Of course, we’d be remiss if we didn’t mention Boxer’s refusal to help get water flowing through the Central Valley again, choosing to defend a small fish instead of the very Californians who elected her. Boxer’s hypocrisy is all the more stunning in light of the fact that she voted in favor of helping the people of New Mexico when they faced a similar situation in 2003. Yet today, she refuses to take action to help her own constituents.
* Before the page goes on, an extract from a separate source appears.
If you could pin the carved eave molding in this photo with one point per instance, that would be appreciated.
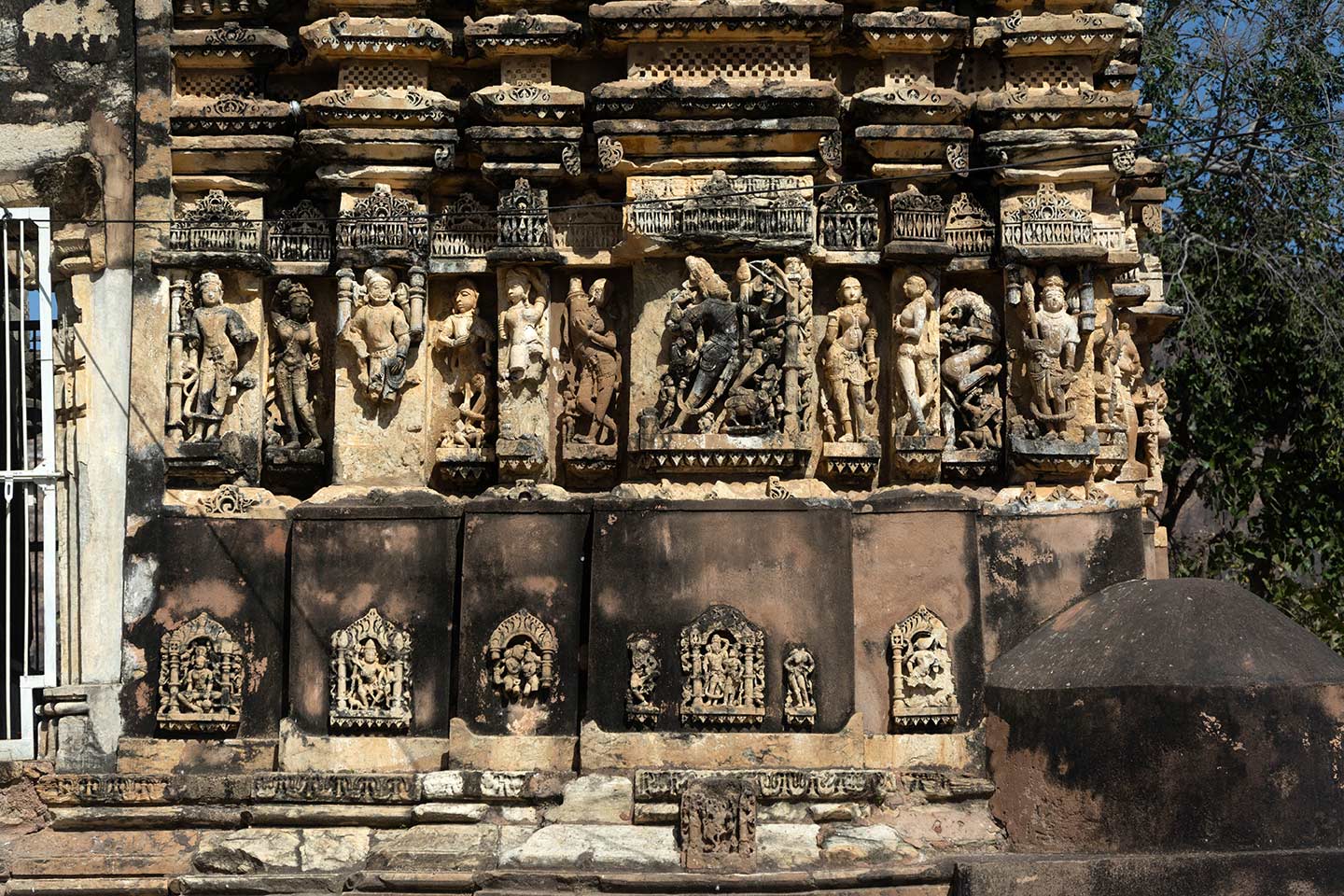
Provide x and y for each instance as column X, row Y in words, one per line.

And given the hostile environment Boxer has helped create for Central Valley farmers and ranchers with sky-high taxes and restricted water flow, it’s no surprise that unemployment is so high in the region, topping 15 percent in several counties. These sobering statistics further reveal the abject failure of the big-government “stimulus” package Boxer promised would “save or create” 400,000 jobs. Since the stimulus passed in February 2009, we’ve seen little improvement in our state’s unemployment situation; in some cases, Californians are even worse off today than they were 18 months ago. And more recently, we’ve learned that our hard-earned taxpayer dollars aren’t funding jobs as we were promised. In the Central Valley alone, it turns out that nearly $1 million is being spent on administrative overhead at the Tulare County Workforce Investment Board instead of providing services to out-of-work youth and adults. Meanwhile, BP was awarded $308 million for a power plant in Kern County that is nowhere near being built.
In recent months, Barbara Boxer has been working hard to fool voters into believing she’s fighting for them. But especially in the Central Valley, Boxer has done nothing but stand and cheer on the sidelines as California’s farmers and ranchers are suffering a knockout punch from a looming tax hike on the American dream they’ve built, a small fish that seems to trump their families and livelihoods and an unemployment crisis that shows no signs of letting up anytime soon.